Резко повернувшись, он выскочил из кухни, и вскоре Дмитрий услышал, как в прихожей хлопнула дверь. И устало опустил голову в ладони, запоздало раскаявшись, – не так он все хотел объяснить сыну, не так… Не так…
Ноги сами привели Матвея на крышу. На ту самую, которая стала их общим местом с Анелей. И он даже не удивился, когда через пару часов услышал шаги за спиной… Ее шаги.
– Только не спрашивай, как я тебя нашла, ладно? – тихо проговорила Анеля, садясь рядом с ним.
– Да, не буду спрашивать, потому что знаю. Знаю, что ты меня почувствовала. Так же, как я тебя чувствую…
– А еще я поняла, что тебе очень плохо, Матвей. Ты ведь все уже знаешь, да? Про мою маму, про твоего отца…
– Да. Знаю.
Она протянула руки, обхватила его за плечи, притянула к себе. И ничего больше не стала спрашивать. Так они сидели долго, обнявшись крепко. Молчали. Наконец Матвей произнес тихо:
– Мы все равно что-нибудь придумаем, Анель… Обязательно придумаем… Например, вместе уедем куда-нибудь. Далеко. Хочешь?
– Нет, Матвей. Тебе нельзя. Анна Антоновна не сможет без тебя, ей волноваться нельзя.
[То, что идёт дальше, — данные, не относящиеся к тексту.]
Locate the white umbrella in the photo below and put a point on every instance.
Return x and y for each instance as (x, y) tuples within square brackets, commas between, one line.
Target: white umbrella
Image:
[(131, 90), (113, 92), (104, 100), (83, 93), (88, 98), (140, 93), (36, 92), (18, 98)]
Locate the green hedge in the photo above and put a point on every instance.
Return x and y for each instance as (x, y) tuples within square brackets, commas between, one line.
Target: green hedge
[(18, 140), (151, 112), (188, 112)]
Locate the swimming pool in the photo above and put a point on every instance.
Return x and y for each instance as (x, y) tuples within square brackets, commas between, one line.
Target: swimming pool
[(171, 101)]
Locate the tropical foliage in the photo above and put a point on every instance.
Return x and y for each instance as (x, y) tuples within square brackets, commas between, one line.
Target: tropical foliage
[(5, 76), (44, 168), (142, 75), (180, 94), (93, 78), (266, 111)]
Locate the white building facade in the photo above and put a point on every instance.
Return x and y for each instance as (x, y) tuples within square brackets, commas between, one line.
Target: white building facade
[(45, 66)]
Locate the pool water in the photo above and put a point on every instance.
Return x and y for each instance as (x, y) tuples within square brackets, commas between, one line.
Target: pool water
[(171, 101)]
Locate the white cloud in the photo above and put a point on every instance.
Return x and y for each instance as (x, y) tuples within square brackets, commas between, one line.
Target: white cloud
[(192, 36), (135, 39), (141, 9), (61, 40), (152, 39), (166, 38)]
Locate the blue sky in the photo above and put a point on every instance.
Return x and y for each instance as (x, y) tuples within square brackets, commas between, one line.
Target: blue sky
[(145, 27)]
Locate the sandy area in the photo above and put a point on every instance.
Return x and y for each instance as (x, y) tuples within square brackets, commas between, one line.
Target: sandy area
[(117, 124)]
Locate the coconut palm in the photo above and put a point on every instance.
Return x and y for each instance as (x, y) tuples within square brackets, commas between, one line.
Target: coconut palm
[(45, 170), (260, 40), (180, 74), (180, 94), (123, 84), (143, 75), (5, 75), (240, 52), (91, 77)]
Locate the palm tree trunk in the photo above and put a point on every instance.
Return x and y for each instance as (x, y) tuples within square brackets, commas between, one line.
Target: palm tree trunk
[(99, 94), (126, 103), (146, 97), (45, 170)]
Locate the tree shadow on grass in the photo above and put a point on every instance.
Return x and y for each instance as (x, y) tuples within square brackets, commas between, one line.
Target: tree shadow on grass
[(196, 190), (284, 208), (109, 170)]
– Мама поймет меня, я знаю.
– Но ведь… Но ведь ей придется тогда сказать! Объяснить придется, почему мы решили уехать! Нет, Матвей, нельзя этого, нельзя!
Он вздохнул, соглашаясь, и опять они замолчали надолго и не заметили, как прошло время, как первые сумеречные тени опустились на крышу, подул холодный вечерний ветер. Анеля прошептала тихо:
– Смотри, уже день прошел… А мы и не заметили…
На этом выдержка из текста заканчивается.